Internal organs swirled around Ollie, his pace unaffected by the superhero’s presence.
“You’re fake,” Ollie said, raising an arm, a thick bone overflowing with fat, muscle, and skin at each joint.
The phalanges pointed at Carey, splayed, and ripped the armored superhero into hundreds of 3D puzzle pieces. The pieces orbited each other like demented atoms.

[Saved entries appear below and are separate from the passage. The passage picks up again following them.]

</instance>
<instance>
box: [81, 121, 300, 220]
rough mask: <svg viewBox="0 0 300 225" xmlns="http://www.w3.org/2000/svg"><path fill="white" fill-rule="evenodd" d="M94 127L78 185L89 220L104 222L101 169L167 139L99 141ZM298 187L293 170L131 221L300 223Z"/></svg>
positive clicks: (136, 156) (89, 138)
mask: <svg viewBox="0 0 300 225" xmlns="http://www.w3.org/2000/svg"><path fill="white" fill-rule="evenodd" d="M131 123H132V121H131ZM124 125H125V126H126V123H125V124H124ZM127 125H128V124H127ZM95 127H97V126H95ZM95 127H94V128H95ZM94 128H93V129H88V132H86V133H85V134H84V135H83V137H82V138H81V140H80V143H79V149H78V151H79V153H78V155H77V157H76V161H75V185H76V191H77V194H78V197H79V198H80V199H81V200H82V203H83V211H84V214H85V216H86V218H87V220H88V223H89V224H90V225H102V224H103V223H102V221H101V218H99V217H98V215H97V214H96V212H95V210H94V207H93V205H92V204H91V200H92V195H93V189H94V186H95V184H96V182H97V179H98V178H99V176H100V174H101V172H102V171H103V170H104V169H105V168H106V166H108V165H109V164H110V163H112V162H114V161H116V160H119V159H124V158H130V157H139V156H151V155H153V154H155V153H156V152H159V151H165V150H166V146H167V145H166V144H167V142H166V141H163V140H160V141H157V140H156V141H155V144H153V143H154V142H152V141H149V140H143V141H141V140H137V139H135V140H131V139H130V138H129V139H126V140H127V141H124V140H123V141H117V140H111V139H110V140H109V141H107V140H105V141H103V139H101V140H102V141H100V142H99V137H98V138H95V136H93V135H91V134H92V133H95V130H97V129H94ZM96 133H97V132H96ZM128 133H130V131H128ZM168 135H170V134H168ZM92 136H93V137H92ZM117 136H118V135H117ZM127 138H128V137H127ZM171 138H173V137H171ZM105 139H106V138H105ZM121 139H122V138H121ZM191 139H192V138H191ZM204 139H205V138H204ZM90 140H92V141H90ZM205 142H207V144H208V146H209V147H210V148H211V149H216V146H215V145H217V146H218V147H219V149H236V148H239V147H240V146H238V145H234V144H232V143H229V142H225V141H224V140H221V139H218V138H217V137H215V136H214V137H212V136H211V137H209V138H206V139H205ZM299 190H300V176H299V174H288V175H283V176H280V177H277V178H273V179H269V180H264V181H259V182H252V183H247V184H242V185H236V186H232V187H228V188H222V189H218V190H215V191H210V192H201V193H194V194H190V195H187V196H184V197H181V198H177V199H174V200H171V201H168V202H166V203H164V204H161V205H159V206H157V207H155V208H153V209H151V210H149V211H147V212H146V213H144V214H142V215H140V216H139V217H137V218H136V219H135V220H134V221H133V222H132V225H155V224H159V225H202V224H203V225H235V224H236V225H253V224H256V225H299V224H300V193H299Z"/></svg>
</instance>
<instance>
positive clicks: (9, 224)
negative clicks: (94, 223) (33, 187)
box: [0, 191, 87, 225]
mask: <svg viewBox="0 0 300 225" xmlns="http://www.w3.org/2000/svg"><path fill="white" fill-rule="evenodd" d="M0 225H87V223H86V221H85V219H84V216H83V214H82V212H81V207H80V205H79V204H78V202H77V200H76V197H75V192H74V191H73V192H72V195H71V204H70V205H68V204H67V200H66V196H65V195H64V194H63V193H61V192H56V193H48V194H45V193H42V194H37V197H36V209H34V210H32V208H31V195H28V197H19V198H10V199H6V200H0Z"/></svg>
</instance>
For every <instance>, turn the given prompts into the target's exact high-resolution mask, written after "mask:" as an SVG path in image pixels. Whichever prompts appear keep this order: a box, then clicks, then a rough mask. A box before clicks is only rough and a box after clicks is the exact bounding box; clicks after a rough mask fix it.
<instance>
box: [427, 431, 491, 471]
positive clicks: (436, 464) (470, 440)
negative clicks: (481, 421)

And Miranda could only watch.
“Help him, Ultra Woman!” someone shouted.
She wanted to. She couldn’t move. Something was missing. Something else would go missing, and it would never come back.
The pieces of Carey spread apart. And further apart.
Miranda picked up the nearest car and threw it at Ollie.
The car disassembled well before any impact. Various components settled at the Inside-Out Man’s feet and reformed into a makeshift staircase, which he began to climb. When he reached the top step, the bottom one slid up to replace it. In that fashion, he ascended into the sky.
Carey snapped back together with a long, sustained gasp. Miranda rushed toward him, asking the incredibly stupid question of how he felt.
His eyes radiated pure terror.
“Don’t look at me.” He rocketed straight up. “Don’t look at me!”
Ollie continued his march toward Argus Max while the Golden Gladiator disappeared into the clouds.